Kyubyong / tacotron

A TensorFlow Implementation of Tacotron: A Fully End-to-End Text-To-Speech Synthesis Model
Apache License 2.0
1.83k stars 437 forks source link

no batch-norm for conv1d in encoder #12

Open Spotlight0xff opened 7 years ago

Spotlight0xff commented 7 years ago

Hi,

Why is there no batch-normalization for the conv1d projection in the CBHG encoder network? The paper mentions that batch-norm is used for all convolutional layers, so why is this an exception?

The code is question: https://github.com/Kyubyong/tacotron/blob/master/networks.py#L38

Cheers, André

msobhan69 commented 7 years ago

Hi @Spotlight0xff The conv1d is a function defined in modules.py: https://github.com/Kyubyong/tacotron/blob/master/modules.py#L43 See: https://github.com/Kyubyong/tacotron/blob/master/modules.py#L64 Batch-norm is used.

onyedikilo commented 7 years ago

https://github.com/Kyubyong/tacotron/blob/master/networks.py#L38 has bn = false so no batch normalization for that layer I believe, am I missing something?

ghost commented 7 years ago

@msobhan69 if you look at https://github.com/Kyubyong/tacotron/blob/master/networks.py#L38 which is the second conv layer for the projection, bn=False which disables https://github.com/Kyubyong/tacotron/blob/master/modules.py#L64 so the batch normalization is not used for the last layer of projection layers.

Kyubyong commented 7 years ago

If you see Table 1 on page 4 of the paper, the second layer of the Conv1D projections is described as conv-3-128-Linear. If we don't apply activation, we shouldn't normalize, either.

candlewill commented 7 years ago

@Kyubyong Yes, it is true that the table 1 from the original paper shows that, the second Conv1D projections layer is conv-3-128-Linear.
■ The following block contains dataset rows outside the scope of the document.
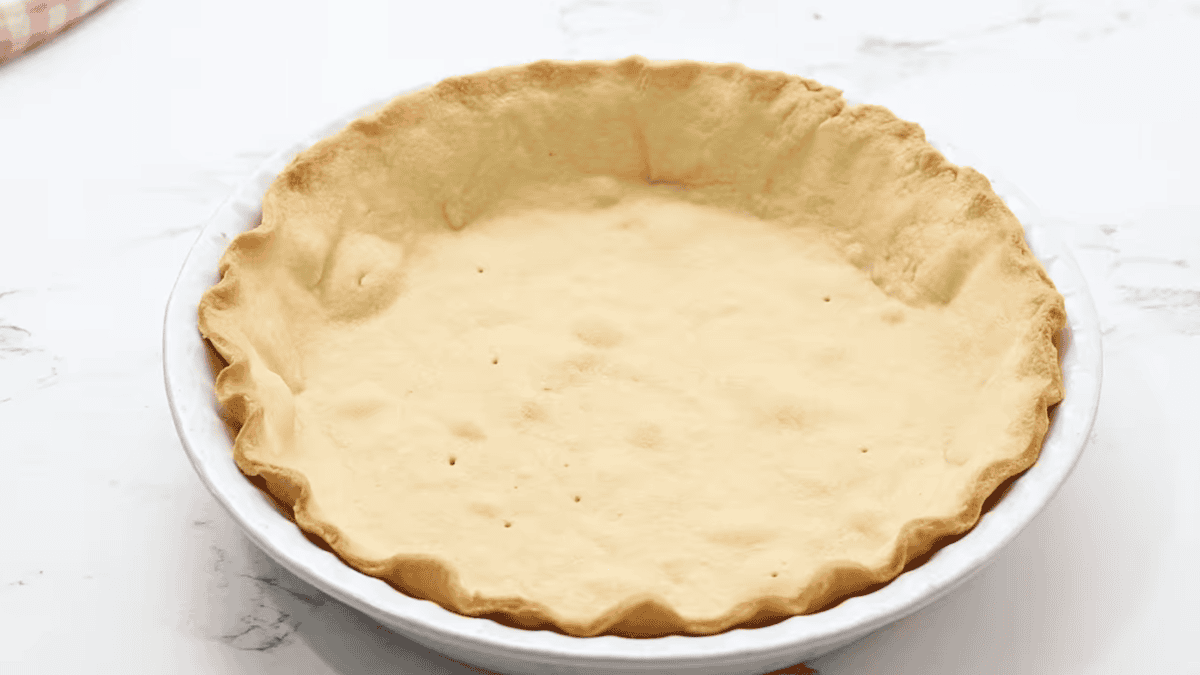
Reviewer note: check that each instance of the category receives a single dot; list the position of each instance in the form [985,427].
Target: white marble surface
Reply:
[119,139]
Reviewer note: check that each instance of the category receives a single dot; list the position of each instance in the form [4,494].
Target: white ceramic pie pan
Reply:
[486,644]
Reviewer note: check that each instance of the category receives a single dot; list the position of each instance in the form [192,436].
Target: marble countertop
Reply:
[120,138]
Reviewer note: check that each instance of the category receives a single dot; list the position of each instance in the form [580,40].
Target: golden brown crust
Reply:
[660,123]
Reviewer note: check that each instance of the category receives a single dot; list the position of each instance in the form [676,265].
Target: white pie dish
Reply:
[502,649]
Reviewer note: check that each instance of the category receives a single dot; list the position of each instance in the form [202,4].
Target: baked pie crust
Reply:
[633,347]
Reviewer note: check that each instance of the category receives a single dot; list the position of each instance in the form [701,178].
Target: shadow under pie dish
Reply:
[633,348]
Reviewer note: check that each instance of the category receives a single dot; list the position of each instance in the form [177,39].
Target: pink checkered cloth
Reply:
[30,23]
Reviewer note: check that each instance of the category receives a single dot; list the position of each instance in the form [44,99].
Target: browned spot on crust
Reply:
[673,76]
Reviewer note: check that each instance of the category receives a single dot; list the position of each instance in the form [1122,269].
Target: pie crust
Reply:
[633,347]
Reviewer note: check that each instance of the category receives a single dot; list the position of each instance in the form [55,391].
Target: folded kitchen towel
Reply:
[30,23]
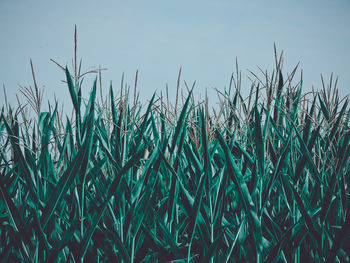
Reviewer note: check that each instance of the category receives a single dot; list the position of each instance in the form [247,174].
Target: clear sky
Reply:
[158,37]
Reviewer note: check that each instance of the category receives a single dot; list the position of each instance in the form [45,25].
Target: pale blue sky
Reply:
[157,37]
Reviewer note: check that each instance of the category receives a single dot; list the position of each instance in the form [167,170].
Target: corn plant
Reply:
[262,179]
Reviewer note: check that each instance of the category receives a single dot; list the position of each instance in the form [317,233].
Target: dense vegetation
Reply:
[261,179]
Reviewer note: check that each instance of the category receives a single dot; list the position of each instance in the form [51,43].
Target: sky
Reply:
[158,37]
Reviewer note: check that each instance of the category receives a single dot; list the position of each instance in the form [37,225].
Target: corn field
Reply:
[260,179]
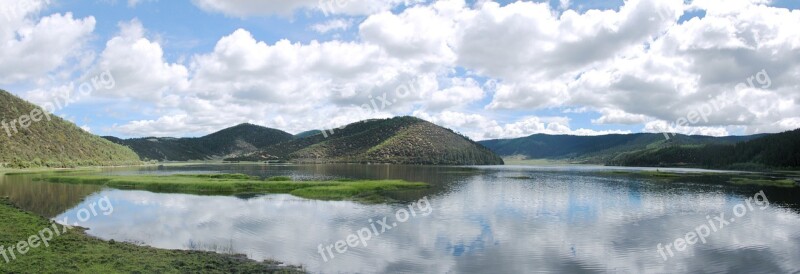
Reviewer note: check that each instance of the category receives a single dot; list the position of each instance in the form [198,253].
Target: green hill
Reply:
[401,140]
[229,142]
[780,150]
[51,141]
[597,149]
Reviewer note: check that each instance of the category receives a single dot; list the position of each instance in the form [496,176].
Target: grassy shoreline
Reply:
[741,178]
[77,252]
[231,184]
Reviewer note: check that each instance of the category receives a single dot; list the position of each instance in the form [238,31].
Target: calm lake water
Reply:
[504,219]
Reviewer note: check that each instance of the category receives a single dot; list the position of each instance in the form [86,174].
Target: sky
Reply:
[487,69]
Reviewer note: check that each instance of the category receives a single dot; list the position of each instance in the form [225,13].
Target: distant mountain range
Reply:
[761,151]
[401,140]
[230,142]
[31,138]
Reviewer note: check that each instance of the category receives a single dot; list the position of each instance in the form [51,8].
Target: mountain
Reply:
[31,138]
[229,142]
[781,150]
[401,140]
[598,149]
[307,133]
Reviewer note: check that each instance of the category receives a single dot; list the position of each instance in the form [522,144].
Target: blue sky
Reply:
[489,70]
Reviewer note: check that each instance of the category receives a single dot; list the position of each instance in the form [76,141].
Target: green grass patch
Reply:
[76,252]
[279,179]
[763,182]
[230,184]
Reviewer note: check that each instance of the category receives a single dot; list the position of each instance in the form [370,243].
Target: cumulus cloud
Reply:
[31,46]
[462,64]
[333,25]
[245,8]
[479,127]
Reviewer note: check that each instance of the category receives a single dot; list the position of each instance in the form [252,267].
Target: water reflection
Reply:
[483,222]
[42,198]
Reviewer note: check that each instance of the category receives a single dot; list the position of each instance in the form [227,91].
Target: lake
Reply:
[498,219]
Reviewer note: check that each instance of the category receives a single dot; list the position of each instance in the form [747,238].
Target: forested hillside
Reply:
[780,150]
[230,142]
[401,140]
[51,141]
[597,149]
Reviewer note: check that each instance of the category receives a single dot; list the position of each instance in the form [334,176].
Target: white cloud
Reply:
[479,127]
[31,46]
[138,67]
[333,25]
[634,65]
[245,8]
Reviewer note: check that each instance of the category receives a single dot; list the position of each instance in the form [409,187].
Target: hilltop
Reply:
[50,141]
[230,142]
[401,140]
[649,149]
[781,150]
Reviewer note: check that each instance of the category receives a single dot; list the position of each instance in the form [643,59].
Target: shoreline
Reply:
[75,251]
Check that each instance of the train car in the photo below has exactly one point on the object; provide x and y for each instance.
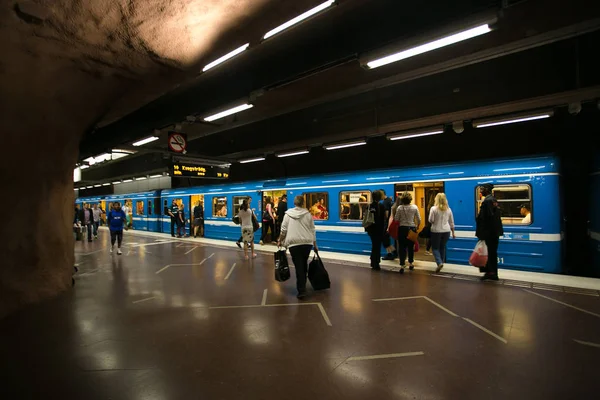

And the paper also mentions that batch-norm is used for all convolutional layers.

I think there is no conflict with between batch normalization and activation function. We can use cnn with linear activation and batch normalization with None activation at the same time.

So, my doubt is why "If we don't apply activation, we shouldn't normalize, either.". @Kyubyong

Kyubyong commented 7 years ago

@candlewill Thanks for your question. Well, what I meant was we shouldnt apply activation or normalization before the final layer because usually we are to yield logits. In this case, I thought we needed unnormalized outputs because I guessed that's what linear activation instead of non-linear one was used. Honestly I don't understand why linear activation is used for the second conv1d layer . Is it because of the residual connection? When applying residual connection, should prenet_out, which is unnormalized, and be added to a unnormalized tensor? Or it doesn't matter?